We will be returning to London by train from a trip in Scotland. We can depart from either Glasgow or Edinburgh, but I see the trains go through different areas of England. The take the same amount of time. Is one more scenic than the other?
The Glasgow-Euston route passes through some hilly bits of NW England, and the Edinburgh-Kings Cross one goes along the coast in the Scotland-England border region. Neither route is massively scenic, though.

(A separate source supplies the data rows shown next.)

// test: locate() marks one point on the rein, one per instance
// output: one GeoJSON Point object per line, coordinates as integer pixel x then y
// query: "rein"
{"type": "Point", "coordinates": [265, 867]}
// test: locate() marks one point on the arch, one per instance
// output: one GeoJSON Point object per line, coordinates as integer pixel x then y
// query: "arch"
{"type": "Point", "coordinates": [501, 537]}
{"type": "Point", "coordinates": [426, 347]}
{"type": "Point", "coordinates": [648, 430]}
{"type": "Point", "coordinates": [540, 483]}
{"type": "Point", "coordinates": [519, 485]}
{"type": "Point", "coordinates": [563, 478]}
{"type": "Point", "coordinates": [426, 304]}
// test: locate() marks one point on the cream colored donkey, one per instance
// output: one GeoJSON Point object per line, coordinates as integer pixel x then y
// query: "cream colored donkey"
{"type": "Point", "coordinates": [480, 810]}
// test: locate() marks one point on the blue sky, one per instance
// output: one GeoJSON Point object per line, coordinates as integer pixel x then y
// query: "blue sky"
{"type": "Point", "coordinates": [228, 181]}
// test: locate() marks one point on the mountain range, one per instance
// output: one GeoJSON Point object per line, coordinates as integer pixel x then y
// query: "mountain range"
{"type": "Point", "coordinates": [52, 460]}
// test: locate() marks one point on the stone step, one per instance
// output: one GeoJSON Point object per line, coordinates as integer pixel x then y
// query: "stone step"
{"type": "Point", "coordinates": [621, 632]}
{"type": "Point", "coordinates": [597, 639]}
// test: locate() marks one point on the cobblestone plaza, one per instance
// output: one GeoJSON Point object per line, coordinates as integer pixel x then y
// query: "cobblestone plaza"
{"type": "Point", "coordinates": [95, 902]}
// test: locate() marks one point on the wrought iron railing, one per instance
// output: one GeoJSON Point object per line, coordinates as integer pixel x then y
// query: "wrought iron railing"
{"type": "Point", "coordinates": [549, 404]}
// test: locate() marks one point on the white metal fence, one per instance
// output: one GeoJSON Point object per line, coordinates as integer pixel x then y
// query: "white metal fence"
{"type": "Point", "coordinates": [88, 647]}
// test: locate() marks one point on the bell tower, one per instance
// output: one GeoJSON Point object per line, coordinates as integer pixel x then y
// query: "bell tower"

Hi Lola, I don't know the Virgin route north of Crewe but know it quite intimately from Crewe south to London. I do understand that on the way from the border it runs near the Lake District - stopping at Oxenholme. The Virgin (West Coast) route is operated by almost all class 390 Pendolino trains, either 9 or 11 coaches, with the 4 coaches of First Class at the London end of the train. I can give more amenity information on request. The train is a tilting model which allows it to go at high speed through many curves which slow down conventional trains. It needs that tilting ability because if there is one thing that the West Coast Main Line is not, it is NOT straight. Maximum speed is 125 mph on a train and track designed for 140 mph, speed held down because the current signalling system isn't capable of faster. South of Crewe, a major train junction and large station (with trains connecting to Manchester, North Wales, Mid Wales, Liverpool, and Chester) the line winds through the hills of Cheshire. Views are of rolling hillside, lots of dairy cattle, the occasional sheep, and rivers. Occasional views of a canal. Stafford has a lovely botanical garden and rose garden across the street from the station but it is invisible from the train. South of Stafford you will have more regular sightings of the Grand Union Canal, and more industry. Pass through Wolverhampton - the heart of the Black Country and mostly you will see abandoned canal and rail side factories. It was known as the Black Country because the sky was black from the factory and steel mill smoke. No longer, the factories are silent and the steel mills are elsewhere now. You are now following the Birmingham Navigations and the Birmingham Level. Through Birmingham New Street Station which is slowly being rebuilt while remaining open. ... more ...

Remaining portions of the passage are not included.